0090 Ethical And Practical Implications Of Engaging With Children As Simulated Patients
  1. Carrie Hamilton,
  2. Gill Clarkson
  1. University Hospital Southampton NHS Foundation Trust, Southampton, UK

Abstract

Context Everyone working with children should have a common set of skills and knowledge and be able to effectively communicate.1,2,3 It is imperative that children are incorporated into simulation and their unique perspective heard, however most information about the practical and ethical implications of SP usage, is linked to adults. University Hospital Southampton (UHS) started with four children as SPs nine years ago, now having fifty-five children on the books; much has been learnt.

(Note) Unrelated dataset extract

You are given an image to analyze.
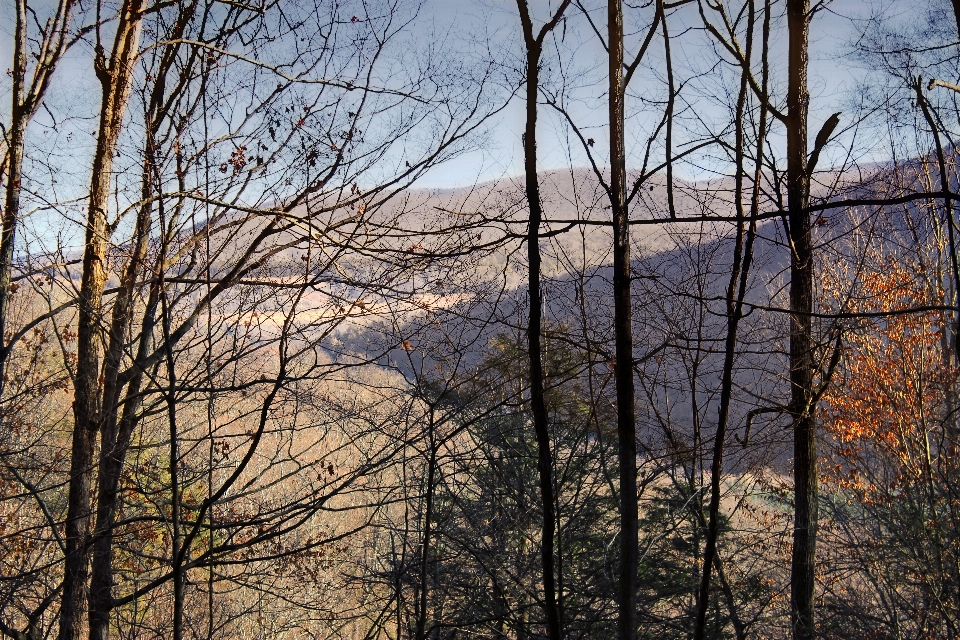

Methodology Due to the paucity of information, all that we do, has been underpinned by being transparent with professional organisations including our own, seeking a broad range of advice and considering best practice internationally. In doing this, we have ensured our infrastructure is robust and all areas of governance have been critically evaluated.

There are ethical implications of working with SPs whatever their age. However, working alongside child SPs poses a heightened focus on ethical issues. We have been guided by Beauchamp and Childress’,4 principles of biomedical ethics:

  • Respect for autonomy

  • Non-maleficence

  • Beneficence

  • Justice

Outcomes There is a synergy between ethics and practicality. We have found that the ethical and practical implications of working with children are inextricably linked. We consider what is ethical and then whether it is practical; we consider what is practical and then whether it is ethical. This becomes a cyclical exercise, which we believe is part of the dynamic process of engaging with children. As a consequence, children are now involved frequently and in a large variety of educational roles.

Conclusion Engaging children as SPs is important, but not without challenges. A robust infrastructure is essential to ensure that the health and safety - in the broadest sense - of all involved, is maintained. UHS has developed guidance and operational documents to assist with ensuring our governance is secure.

References

  1. United Nations Convention on the Rights of the Child (1989).

  2. Every Child Matters (2003), The National Service Framework for Children, Young People and Maternity Services (2004).

  3. The review of the NHS by Lord Darzi (2008)

  4. Beauchamp TL, Childress JF, 2001, Principles of Biomedical Ethics, 5 th edition, Oxford: Oxford University Press.